Long-Term Budgets vs. Short-Term Budgets
“Short-term” budgets are generally meant to cover 3, 6, or 12 months worth of income and expenses. For example, saving up for a nice pair of shoes or a weekend away. This type of budgeting is easier than creating a long-term budget because you have a good idea of what your income will be during this time and it involves less commitment.
However, in “long-term” budgeting, there is more uncertainty because there’s more room for life to get in the way. What if you lose your job? What if you get sick or injured and need to pay for medical assistance? You never know how your financial situation could change, as exterior factors shift easily in the long-term.

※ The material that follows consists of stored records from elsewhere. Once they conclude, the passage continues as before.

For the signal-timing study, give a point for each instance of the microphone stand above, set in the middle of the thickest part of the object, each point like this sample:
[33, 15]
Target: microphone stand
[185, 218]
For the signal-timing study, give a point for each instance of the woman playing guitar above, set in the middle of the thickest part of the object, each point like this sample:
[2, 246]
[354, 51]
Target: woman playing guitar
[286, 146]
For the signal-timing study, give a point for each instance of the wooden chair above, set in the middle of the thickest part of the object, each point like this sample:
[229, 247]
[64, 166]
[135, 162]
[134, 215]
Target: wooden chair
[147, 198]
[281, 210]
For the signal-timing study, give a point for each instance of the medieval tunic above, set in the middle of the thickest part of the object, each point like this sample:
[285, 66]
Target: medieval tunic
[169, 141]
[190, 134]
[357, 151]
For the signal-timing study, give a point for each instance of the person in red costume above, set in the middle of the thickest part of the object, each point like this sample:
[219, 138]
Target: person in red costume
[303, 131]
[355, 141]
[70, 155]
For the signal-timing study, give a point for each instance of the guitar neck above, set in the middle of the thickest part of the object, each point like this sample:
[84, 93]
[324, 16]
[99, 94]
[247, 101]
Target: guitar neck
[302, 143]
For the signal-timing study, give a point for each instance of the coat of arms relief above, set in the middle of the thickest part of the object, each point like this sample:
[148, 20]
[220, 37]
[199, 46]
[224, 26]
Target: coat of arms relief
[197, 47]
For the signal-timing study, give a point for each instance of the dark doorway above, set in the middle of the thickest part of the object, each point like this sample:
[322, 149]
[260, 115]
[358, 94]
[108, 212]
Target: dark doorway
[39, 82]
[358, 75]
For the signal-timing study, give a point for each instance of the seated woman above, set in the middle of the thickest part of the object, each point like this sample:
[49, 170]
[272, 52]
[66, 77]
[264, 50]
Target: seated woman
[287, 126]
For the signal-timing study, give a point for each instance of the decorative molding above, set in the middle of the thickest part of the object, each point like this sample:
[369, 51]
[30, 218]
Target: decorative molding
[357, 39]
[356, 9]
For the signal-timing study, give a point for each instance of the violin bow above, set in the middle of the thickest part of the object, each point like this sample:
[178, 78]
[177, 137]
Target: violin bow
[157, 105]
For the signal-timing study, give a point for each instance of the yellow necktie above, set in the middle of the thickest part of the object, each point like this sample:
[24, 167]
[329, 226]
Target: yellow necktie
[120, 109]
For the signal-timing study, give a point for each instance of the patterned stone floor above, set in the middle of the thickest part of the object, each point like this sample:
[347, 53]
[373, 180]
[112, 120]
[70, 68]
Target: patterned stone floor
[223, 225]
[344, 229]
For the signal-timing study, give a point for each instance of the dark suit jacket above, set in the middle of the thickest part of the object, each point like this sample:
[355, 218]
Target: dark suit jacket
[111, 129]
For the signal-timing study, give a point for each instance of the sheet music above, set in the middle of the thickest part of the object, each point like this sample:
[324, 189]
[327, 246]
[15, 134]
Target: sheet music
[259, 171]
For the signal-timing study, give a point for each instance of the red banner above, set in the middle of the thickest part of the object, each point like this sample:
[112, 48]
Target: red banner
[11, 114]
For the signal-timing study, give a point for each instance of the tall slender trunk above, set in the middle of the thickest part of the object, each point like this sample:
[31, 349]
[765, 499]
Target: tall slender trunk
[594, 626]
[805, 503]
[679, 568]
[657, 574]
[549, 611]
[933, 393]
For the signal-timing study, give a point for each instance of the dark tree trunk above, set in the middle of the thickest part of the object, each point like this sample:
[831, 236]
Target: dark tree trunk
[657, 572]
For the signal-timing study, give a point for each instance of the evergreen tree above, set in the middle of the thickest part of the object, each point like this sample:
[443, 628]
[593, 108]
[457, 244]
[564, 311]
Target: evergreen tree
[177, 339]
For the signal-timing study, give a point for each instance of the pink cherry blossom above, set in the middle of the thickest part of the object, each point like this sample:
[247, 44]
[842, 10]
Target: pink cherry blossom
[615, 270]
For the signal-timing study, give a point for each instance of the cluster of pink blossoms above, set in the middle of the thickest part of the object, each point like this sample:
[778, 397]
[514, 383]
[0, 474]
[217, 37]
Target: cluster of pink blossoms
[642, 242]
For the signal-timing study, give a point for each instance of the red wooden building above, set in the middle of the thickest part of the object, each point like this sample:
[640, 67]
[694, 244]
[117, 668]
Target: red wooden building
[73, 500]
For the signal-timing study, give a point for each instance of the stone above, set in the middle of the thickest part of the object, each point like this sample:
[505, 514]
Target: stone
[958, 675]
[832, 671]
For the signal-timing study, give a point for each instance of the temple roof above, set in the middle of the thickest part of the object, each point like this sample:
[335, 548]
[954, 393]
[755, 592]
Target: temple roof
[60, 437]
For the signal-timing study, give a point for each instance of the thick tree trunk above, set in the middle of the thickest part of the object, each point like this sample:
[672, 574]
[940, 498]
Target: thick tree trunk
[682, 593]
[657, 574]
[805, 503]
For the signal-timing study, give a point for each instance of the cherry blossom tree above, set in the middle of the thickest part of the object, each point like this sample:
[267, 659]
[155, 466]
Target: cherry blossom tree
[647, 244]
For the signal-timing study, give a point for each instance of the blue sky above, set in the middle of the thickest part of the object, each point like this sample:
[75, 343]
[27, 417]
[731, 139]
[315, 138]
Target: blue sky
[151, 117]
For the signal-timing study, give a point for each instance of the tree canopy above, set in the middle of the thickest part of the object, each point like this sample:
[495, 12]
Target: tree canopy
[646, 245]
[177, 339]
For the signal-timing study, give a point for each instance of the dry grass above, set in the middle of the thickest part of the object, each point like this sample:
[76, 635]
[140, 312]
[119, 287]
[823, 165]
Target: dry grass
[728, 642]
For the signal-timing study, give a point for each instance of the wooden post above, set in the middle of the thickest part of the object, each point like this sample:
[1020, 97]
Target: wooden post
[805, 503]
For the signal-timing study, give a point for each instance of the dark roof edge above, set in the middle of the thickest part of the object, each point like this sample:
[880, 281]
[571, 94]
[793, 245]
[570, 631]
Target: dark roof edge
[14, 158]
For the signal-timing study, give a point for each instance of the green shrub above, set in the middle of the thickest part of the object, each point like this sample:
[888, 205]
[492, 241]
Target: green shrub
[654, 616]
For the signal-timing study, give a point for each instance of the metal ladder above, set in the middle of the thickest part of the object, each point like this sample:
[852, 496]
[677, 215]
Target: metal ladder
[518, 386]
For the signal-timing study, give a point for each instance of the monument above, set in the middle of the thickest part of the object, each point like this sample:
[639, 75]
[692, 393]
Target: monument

Essentially, long-term budgets cover several years in the future. Examples of long-term budgets include saving for a house, sending your children to college, and retirement planning. To create a long-term budget, list your long-term goals and estimate how long it would take you to save for them. After this, use a spreadsheet or other program to determine how much you must put away monthly for these goals to be reached.
For a better understanding of household debt in Canada, take a look at this infographic.
How a Personalized Budget Can Help You
Our number one budgeting tip is to always create a budget that works for you and your needs. Your income, your goals, and your lifestyle should all be taken into consideration. Create a budget that works for you will allow you to succeed, stick with it, and meet your goals.